06 October 2008

FUD Update

In the FUD blog of 31 August, I suggested two scenarios. I was leaning more towards scenario 2, which was that Mints/Refineries would gear up in “a few months” (fact is industry bar production in sizable quantity is not like turning on a tap) and meet retail demand.

With the credit crisis becoming hot topic since then, scenario 1 (retail market going nuts) is happening quicker than I expected. Manufacturers will respond to this, but it will take time. But, if the retail shortage continues and starts to register on the general public's mind, combined with uncertainty about banks and holding cash, the fact is that after years of poor gold prices in the 1990s, as a whole the industry does not have the capacity to meet the sort of volumes that would from mass market/general public interest in coins and bars. Premiums above spot (and spot means, by definition, the price for wholesale 1000 oz silver and 400 oz gold bar) will increase dramatically as a result. Scenario 1b then becomes a possibility.

See this SilverAxis blog for some comment on the retail market situation.
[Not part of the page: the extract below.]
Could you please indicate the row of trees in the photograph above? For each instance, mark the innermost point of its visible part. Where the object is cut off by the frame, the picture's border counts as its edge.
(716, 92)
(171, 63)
I would also recommend this other blog from SilverAxis on the US Monetary Base.


  1. Bron,
    As a matter of interest I had a look at eBay activity (yes, I know this has nothing to do the the OTC market, but may shed some light on the retail end). I have two identical searches for gold and silver bullion bars, and coins. Usually these searches yield around 50-75 hits for gold, and 30-60 hits for silver. Recently the hits for gold have gone to 1000+, while silver has remained around 20 - 35 hits. Both the gold and silver are maintaining a very sticky premium above spot. Gold on offer mainly consists an increased proportion of collectable coins, while silver still consists of a the same high proportion of bullion bars.
    I know this is a tenuous comparison at best, and I'm not about to make it my life's work to collect and analyse these data on a regular basis - just thought it was interesting.
    A possible interpretation is that the gold sales represent motivated selling by people under financial stress, while silver is not so generally held in the population, and perhaps silver just simply won't appear on the market despite the premium to spot (price is still too low). fwiw.

    I noticed that Perth Mint now has three shifts working to supply product. Does that make it a 24 hour operation ? Make hay while the sun shines eh ?

    Of your scenarios, I would pick scenario 3 : people attempting to escape the financial disaster zone, which leads to scenario 1.


  2. Out of interest, I had a look at our shop's monthly sales and buybacks over the past few years.

    Both buying and selling spikes with the price for both metals, but during 2007 and into 2008 silver selling back has clearly dropped relative to purchases, but gold selling back has continued.

    This may reflect a very united bullish view by silver holders. Alternatively it could just be the market saying that the shop's buyback prices are crap (ie they buy from Perth Mint, sell back to someone else). Hard to make any firm conclusions in this business.

  3. Bron,

    I was reading some press clippings today and came across yet another article mentioning Perth Mint.
    I think it was a Darwin newspaper interviewing a local dealer up there. He was quoted as having sold out of bullion due to sudden demand. The article went on to mention that Perth Mint was experiencing huge uplift in delivery of bullion. If you can spare the time, and its not sensitive info, could you let us know what sort of delivery rates you are achieving compared to last year ?

  4. Keith,

    Demand has certainly increased to a new level in the past month, across all products (and yes that includes unallocated in Depository, even after Jason Hommel's quality investigative journalism).

    Having said that, it is not massively up on the volumes experienced when the price broke $700, but may a bit more mum & dad type. A bit more urgency though this time - fear seems to be more of a factor in driving the decision to buy gold & silver than in the past.